Magh mela, also spelled Magha mela, is an annual festival with fairs held in the month of Magha (January/February) near river banks and sacred tanks near Hindu temples.[1] About every twelve years, Magha melas coincide with what is believed by faithful as an astrologically auspicious position of Jupiter, sun and moon, and these are called the Kumbh Mela such as the one at Allahabad. In the south, a notable festival is at the Mahamaham tank in Kumbhakonam; in the east, at Sagar island of West Bengal and Konark, Puri.[2][3] The Magha festival, along with the bathing rituals as a form of penance, is also observed by the Hindu community in Bali, Indonesia.[4]
Certain dates such as the Amavasya and the Makar Sankranti are considered particularly sacred, attracting a larger gathering. The festival is marked by a ritual dip in the waters, but it is also a celebration of community commerce with fairs, education, religious discourses by saints, dāna and community meals for the monks and the poor, and entertainment spectacle.[1][5]
The religious basis for the Magh Mela is the belief that pilgrimage is a means for prāyaścitta (atonement, penance) for past mistakes,[6] the effort cleanses them of sins and that bathing in holy rivers at these festivals has a salvific value, moksha – a means to liberation from the cycle of rebirths (samsara).[7][8] According to Diane Eck – professor of Comparative Religion and Indian Studies, these festivals are "great cultural fairs" which brings people together, tying them with a shared thread of religious devotion, with an attendant bustle of commerce, trade and secular entertainment.[9]

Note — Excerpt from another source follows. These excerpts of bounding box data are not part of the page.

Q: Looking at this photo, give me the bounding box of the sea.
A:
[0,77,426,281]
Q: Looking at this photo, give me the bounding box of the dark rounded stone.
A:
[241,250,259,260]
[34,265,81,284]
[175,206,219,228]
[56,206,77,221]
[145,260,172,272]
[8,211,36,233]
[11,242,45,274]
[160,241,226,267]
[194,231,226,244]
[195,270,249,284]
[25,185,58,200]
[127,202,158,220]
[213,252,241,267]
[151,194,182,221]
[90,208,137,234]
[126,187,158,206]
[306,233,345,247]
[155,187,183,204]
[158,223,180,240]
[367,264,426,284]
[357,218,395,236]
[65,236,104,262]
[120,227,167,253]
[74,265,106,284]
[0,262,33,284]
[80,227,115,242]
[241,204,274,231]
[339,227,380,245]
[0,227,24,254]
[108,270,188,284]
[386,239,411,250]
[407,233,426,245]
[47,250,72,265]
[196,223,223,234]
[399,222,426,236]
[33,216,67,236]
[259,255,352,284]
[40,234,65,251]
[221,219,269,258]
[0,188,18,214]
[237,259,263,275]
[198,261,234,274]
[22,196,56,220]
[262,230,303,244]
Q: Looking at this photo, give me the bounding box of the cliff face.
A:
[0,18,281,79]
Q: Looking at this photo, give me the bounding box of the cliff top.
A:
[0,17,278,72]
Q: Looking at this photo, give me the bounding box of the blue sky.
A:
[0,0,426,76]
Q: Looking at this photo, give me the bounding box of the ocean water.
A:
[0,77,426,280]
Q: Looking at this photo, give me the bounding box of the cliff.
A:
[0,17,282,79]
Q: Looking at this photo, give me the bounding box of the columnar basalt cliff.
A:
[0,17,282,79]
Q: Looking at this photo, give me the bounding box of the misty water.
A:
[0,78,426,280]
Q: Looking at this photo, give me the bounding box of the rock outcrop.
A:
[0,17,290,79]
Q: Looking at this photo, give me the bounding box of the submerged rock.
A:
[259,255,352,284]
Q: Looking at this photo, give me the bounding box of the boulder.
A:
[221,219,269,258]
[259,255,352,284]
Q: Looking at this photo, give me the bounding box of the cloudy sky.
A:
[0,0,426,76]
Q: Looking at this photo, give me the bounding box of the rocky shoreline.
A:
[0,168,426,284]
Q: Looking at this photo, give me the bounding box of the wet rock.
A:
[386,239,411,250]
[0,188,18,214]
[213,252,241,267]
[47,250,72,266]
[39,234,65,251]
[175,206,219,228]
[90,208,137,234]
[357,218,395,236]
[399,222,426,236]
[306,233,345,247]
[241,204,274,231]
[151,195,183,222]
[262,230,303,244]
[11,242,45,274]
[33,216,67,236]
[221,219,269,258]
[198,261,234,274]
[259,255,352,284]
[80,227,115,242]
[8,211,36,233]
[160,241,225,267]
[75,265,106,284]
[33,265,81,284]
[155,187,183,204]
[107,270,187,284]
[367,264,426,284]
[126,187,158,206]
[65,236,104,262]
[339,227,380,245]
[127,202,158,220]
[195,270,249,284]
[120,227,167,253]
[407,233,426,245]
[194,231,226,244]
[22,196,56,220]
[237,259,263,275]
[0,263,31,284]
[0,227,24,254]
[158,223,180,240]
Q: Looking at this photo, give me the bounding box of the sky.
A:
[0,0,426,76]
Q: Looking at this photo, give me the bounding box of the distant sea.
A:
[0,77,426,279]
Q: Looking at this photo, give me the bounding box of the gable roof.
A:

The Magha Mela festival is mentioned in the Mahabharata and in many major Puranas.[1][10] The Magh Mela is a part of the river festivals that follow the transition of Jupiter into various zodiac signs. These river festivals – called Pushkaram (or Pushkaralu) – rotate over the year to ghats and temples along the major rivers of India, each revered as a sacred river goddess. They include the ritual bathing as well as prayers to ancestors, religious discourses, devotional music and singing, charity, cultural programs and fairs.[11]
An annual bathing festival is also mentioned in ancient Tamil anthologies of the Sangam period. For example, nine of the surviving poems in the Paripatal collection is dedicated to river goddess Vaikai.[12][13] These poems mention bathing festivals in the Tamil month of Tai (January/February) after the month of Margazhi, a period which overlaps with the northern month of Magh. These bathing festivals are depicted as spiritually auspicious and occasions for water sports, fairs and community gathering.[14][12]
In Sikhism, the Magha mela – along with Diwali and Vaisakhi – were three festivals recognized by Guru Amar Das who urged Sikhs to gather for a community festival (1552–1574 CE).[15] It is popularly known as Maghi, and it now marks the memory of the forty martyrs during a Muslim-Sikh war (1705 CE) during the time of the Guru Gobind Singh.[16] The largest Maghi gathering is found in Muktsar.[17] According to Pashaura Singh and Louis Fenech, Guru Amar Das built Goindwal Sahib as a Sikh pilgrimage site (tirath).[18] He also built a baoli – stepped water tank – at Goindwal for ritual bathing.[19]